Alain Mabanckou (a cura di) – La felicità degli uomini semplici

I Maracanã tra la spazzatura

recensione di Pietro Deandrea

dal numero di dicembre 2016

Alain Mabanckou (a cura di)
LA FELICITÀ DEGLI UOMINI SEMPLICI
trad. dall’inglese di Michele Martino, dal francese di Cinzia Poli, dal portoghese di Nunzia De Palma
pp. 165, € 18
66thand2nd, Roma 2016

Alain MabanckouGhana-Uruguay, quarto di finale dei mondiali sudafricani del 2010. Sull’1-1, si va ai supplementari. Il Ghana vuole chiaramente vincere prima di arrivare ai rigori, l’Uruguay si chiude in difesa. C’è trepidazione tra gli appassionati di calcio africano, perché per la prima volta una squadra del continente può raggiungere le semifinali. Ed è dramma allo stato puro: allo scadere dei supplementari l’uruguayano Suarez ferma con la mano, sulla linea di porta, un colpo di testa avversario. Calcio di rigore ed espulsione. Il ghanese Asamoah Gyan, però, sbaglia il rigore, e così ai rigori si va. Con grande coraggio, in un momento ancora più drammatico, Gyan decide di calciare uno dei cinque rigori. E lo segna. Ma non basterà: passa l’Uruguay, e ancora oggi l’Africa non ha mai avuto una squadra in semifinale ai mondiali. Una partita che incarna lo spirito, le sofferenze e le occasioni mancate dell’Africa (anche a causa di «colpi di mano» stranieri), di cui in un’antologia sul calcio di 15 scrittori africani mi attendevo di trovare almeno un riferimento. Invece questa raccolta rivela una ricchezza e varietà di storie che sfuggono a ogni facile, magari un po’ eurocentrica, aspettativa.
Certo, c’è chi riprende modelli un po’ triti, come Mike Nicol nella storia di gangster sudafricani in stile Tarantino. Ma buona parte dei racconti è contraddistinta da una visione molto particolare. I paralleli tra calcio e malapolitica abbondano: il curatore Mabanckou racconta di un brocco che non solo non può andare in panchina perché nipote del sindaco, ma finisce addirittura in nazionale; svenuto per uno scontro di gioco, riprende i sensi dichiarando di chiamarsi Edson Arantes do Nascimento, cioè Pelé.

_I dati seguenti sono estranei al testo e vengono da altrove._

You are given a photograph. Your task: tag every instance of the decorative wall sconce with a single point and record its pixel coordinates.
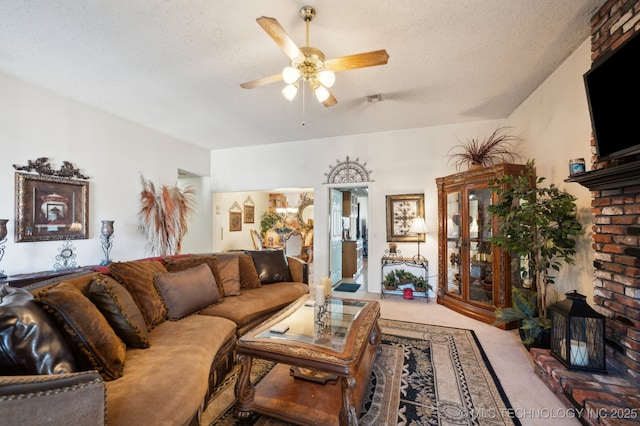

Su campetti disastrati con scarpini improvvisati

Uno scenario ricorrente è quello del campetto anonimo e improvvisato, quando non disastrato. Lucy Mushita descrive come la squadra di un villaggio dello Zimbabwe riesca rocambolescamente a procurarsi delle scarpe da gioco grazie a determinazione, sacrifici e pianificazione collettiva, non senza momenti d’involontaria comicità. Una simile atmosfera tragicomica si ritrova in un villaggio del Benin raccontato da Florent Couao-Zotti, dove una ragazzina porta il suo talento, ma anche un po’ di scompiglio, in una squadretta di maschi. Helon Habila narra di un giornalista sportivo nauseato dagli squadroni europei: «Sono tutte dei marchi, di proprietà di qualche miliardario in Russia o in America o in Medio Oriente. E noi siamo i consumatori, che comprano ciecamente qualsiasi cosa loro producano, dai giocatori alle magliette, alle caramelle, alle scarpe, alla crema da barba. È per questo che do le dimissioni. Ho perso la fede nello sport, non voglio più scrivere di sport. Ma Buzuzu era diverso». Come lui, Buzuzu proveniva dal ghetto lagosiano di Ajegunle, e giocava nel campetto locale soprannominato Maracanã che «come qualsiasi altra cosa, qui a Ajegunle, è praticamente sommerso di spazzatura». Molti anni prima, aveva visto Buzuzu segnare un gol spettacolare in rovesciata, per poi seguirne le gesta fino alla squadra nazionale, una delle tante promesse sfornate dal talentuoso calcio nigeriano. Tornato nel ghetto, Buzuzu viene ucciso in una rissa mentre tenta di difendere un ragazzo dalla violenza dei militari intervenuti; un poliziotto gli spara a bruciapelo, e ovviamente rimarrà impunito. Al giornalista non resta che tornare ad Ajegunle per un ultimo articolo, e molte amare riflessioni: «Un sogno che cade su questo campo è destinato a infrangersi come un uovo sul cemento?».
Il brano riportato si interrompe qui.